To brzmi niewiarygodnie, ale pierwszy holenderski trener, jaki prowadził Ajax (nie licząc okresu wojny), pojawił się dopiero w roku 1965, a więc w 65. roku istnienia klubu! Był to Rinus Michels, gwiazda piłkarska, który stał się legendą trenerską. Michels zrewolucjonizował grę Ajaksu (a z czasem i reprezentacji Holandii). Dotychczasowe rewolucje, które zapisały się w historii futbolu, wiązały się przede wszystkim z rozstawieniem zawodników na boisku. Stąd te wszystkie 2-3-5, 3-2-5, 4-2-4, 4-3-3. Drużyny prowadzone przez Michelsa też oczywiście składały się z obrońców, pomocników i napastników, ale kiedy rozpoczynał się mecz, te podziały przestawały mieć znaczenie. Było w tym coś więcej niż stara maksyma: „Jeśli mamy piłkę – wszyscy jesteśmy napastnikami, kiedy ma ją przeciwnik – stajemy się obrońcami". Michels rozwinął tę zasadę, nadając jej kształt taktyki.

Holender uważał, że najlepszym ustawieniem jest 4-3-3, bo pozwala na szybką reakcję w każdym miejscu boiska. Jego Ajax z przełomu lat 60. i 70. jest pierwszą wielką drużyną, w której nie można jednoznacznie przypisać niektórych zawodników do pozycji. Z wyjątkiem obrońców, którzy zresztą też włączali się do ataku, pozostali poruszali się po całym boisku, utrudniając przeciwnikowi grę.

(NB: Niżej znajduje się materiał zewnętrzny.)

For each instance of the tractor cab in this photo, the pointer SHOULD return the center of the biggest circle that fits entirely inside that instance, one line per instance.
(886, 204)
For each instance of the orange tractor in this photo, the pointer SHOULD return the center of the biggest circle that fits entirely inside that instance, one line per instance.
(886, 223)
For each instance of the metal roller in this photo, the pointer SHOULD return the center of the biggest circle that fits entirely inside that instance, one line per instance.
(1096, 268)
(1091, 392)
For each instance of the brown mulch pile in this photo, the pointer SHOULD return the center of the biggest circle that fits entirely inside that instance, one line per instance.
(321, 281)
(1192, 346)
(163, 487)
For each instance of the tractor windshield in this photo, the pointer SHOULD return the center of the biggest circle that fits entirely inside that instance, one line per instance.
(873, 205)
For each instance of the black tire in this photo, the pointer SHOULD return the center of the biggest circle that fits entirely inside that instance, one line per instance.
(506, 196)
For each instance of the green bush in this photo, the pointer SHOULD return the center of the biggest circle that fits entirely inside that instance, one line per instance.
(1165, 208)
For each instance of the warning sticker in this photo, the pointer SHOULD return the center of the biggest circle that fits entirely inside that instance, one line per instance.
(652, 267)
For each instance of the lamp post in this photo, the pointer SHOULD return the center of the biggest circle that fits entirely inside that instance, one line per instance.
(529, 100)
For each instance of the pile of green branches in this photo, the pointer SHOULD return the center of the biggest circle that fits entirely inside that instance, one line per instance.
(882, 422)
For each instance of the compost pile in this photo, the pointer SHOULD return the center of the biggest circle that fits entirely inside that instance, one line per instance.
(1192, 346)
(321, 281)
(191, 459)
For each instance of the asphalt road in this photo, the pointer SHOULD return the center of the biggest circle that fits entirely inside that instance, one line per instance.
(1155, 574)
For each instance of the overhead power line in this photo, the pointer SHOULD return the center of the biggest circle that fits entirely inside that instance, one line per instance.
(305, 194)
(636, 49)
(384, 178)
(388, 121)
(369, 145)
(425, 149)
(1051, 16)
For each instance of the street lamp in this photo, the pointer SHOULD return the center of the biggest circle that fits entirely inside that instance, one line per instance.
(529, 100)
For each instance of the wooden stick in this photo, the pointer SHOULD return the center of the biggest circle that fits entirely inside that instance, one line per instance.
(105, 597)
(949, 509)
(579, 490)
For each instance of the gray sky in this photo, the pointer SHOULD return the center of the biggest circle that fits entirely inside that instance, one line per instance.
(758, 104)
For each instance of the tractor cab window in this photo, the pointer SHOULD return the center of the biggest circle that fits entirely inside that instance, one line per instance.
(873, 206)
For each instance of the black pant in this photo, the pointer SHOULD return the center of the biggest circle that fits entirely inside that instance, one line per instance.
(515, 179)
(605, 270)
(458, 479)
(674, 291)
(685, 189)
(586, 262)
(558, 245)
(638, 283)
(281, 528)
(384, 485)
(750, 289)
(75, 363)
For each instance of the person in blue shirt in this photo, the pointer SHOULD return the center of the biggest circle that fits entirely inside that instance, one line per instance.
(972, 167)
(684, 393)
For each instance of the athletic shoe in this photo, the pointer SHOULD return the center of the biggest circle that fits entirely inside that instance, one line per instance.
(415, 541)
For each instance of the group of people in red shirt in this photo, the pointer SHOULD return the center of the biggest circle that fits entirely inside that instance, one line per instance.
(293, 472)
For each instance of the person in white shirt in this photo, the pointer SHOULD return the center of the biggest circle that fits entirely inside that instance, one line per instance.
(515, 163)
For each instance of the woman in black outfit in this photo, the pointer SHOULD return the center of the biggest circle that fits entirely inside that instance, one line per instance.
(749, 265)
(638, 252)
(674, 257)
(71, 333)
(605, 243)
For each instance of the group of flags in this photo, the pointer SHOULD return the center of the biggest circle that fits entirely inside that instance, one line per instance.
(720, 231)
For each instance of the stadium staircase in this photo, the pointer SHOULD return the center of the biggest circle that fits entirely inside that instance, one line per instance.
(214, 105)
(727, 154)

Chaos był zresztą pozorny, bo dziesięciu piłkarzy wyglądających na luzaków nagle przeobrażało się w jeden zabójczy organizm. Ajax (Feyenoord i reprezentacja Holandii też) potrafił sprowokować przeciwnika do ataku, zaprosić go na swoją połowę, by nagle, dwoma krokami  obrońców do przodu złapać go na spalonym i jednym podaniem rozpocząć akcję odwetową. Mało kto był na to przygotowany, bo zwykle rozochocony przeciwnik nie zdążał wrócić pod swoją bramkę. W dodatku Holendrzy byli w ciągłym ruchu, stosowali pressing, a tego nikt nie lubi.

Ten rodzaj gry nazwano futbolem totalnym. Rinus Michels, którego pamięta się jako starszego, dostojnie poruszającego się „Generała", w roku rozpoczęcia pracy z Ajaksem miał 37 lat, mnóstwo pomysłów, zapału i ambicji. Reynolds nauczył go zajęć z piłką i dyscypliny, a Michels tego samego uczył swoich piłkarzy. Na szczęście Reynolds nie był typowym absolwentem angielskiej szkoły, Ajax uniknął więc gry według wyspiarskich schematów.

Hipisi na boisku

Michels trafił na wyjątkowo zdolnych zawodników, z którymi przyjemnie było pracować, ale których trzeba było okiełznać. Amsterdam nie jest miastem, w którym chodzi się wcześnie spać. Jest tam gdzie zjeść, wypić i zapalić. Wielki Ajax dojrzewał w czasach fascynacji ruchem hipisowskim. Piłkarze buntowali się przeciw schematom na boisku. Kiedy wychodzili na nie, zbuntowani, wyzwoleni, z włosami do ramion, byli istotami z innego świata. Do tej pory piłkarz tak nie wyglądał. A oni nie dość, że szokowali wyglądem, to jeszcze wygrywali z każdym. Świat się w nich zakochał.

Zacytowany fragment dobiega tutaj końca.